Увечный бог (ЛП) - Эриксон Стивен. Страница 65
Призрак со сломанными крыльями ушел пешком. Потерянный даже для себя. Как можно надеяться его выследить? Склонившись, он опустил лицо в ладони и - хотя разницы нет - закрыл единственный глаз.
"Кто я - больше не важно. Кресло скрипит. Комнатка, прокопченная насквозь. Толпа под крышей - зачем безумная женщина пригласила их сюда? Охотники прогрохотали мимо, волчица уже не воет. У нее не хватит дыхания, не сейчас, когда она должна бежать. Беги - боги, беги!

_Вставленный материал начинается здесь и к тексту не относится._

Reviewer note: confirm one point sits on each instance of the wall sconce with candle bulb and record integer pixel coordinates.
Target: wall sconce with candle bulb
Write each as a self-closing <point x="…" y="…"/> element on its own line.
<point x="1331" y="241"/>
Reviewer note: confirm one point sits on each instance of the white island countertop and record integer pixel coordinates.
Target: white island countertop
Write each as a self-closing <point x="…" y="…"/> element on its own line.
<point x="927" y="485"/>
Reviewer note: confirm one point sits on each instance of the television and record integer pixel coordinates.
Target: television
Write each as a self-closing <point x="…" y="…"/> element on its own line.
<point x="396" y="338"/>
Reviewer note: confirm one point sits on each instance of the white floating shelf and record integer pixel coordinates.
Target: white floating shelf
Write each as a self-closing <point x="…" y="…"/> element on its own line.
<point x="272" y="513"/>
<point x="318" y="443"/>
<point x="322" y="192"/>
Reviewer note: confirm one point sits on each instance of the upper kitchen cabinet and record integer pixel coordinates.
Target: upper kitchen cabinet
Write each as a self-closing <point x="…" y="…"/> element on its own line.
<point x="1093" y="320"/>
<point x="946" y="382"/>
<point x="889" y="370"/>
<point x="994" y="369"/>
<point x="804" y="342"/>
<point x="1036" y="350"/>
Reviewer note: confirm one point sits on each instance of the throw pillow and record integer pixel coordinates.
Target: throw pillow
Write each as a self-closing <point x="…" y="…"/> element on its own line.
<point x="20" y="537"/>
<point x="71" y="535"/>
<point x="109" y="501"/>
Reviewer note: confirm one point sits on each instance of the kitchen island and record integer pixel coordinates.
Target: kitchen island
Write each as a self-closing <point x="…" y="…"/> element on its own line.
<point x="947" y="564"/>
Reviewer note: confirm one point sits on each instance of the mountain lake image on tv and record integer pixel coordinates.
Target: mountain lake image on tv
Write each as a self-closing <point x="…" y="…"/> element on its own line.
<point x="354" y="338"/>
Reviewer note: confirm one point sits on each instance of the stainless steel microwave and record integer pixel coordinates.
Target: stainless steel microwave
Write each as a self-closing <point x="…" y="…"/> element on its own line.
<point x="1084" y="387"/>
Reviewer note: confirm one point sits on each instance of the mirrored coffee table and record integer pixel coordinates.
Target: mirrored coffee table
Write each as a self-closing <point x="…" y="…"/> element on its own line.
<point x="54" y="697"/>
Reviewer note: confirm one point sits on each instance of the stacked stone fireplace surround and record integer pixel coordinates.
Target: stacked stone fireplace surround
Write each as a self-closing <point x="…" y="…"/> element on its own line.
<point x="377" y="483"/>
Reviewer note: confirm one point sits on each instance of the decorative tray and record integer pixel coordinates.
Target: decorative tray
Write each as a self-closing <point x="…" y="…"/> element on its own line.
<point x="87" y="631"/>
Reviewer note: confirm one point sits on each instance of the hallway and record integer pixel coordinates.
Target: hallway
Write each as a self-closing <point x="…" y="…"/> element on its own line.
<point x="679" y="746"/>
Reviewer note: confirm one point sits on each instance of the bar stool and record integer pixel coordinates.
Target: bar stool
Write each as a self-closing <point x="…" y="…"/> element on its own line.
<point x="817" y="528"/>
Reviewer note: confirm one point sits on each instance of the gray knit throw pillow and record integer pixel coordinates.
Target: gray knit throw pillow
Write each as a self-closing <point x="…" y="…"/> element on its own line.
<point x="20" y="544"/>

Она понимает, что всё напрасно. Знает, что ее загонят в угол, пронзят копьями. Она все знает насчет охоты и убийства, ибо это силы закона, ее природы. Как, полагаю, и тех, что преследуют ее.
А женщина в кресле, ее глаза жжет кислый дым, ее зрение размыто. Пора чистить дымоход, да и дикое мертво, навсегда мертво. И когда охотники снова прогрохочут мимо, жертва будет бежать на двух ногах, не на четырех.
Именно так.
Ты видишь сон обо мне, старушка? Видишь сон о единственном глазе, что сияет в ночи? Последний взор дикости на твое лицо, твой мир? Боги подлые, меня разрывает на части. Я чую".
Рога заревели торжеством. Но сердце убитого зверя еще стучит как бешеное.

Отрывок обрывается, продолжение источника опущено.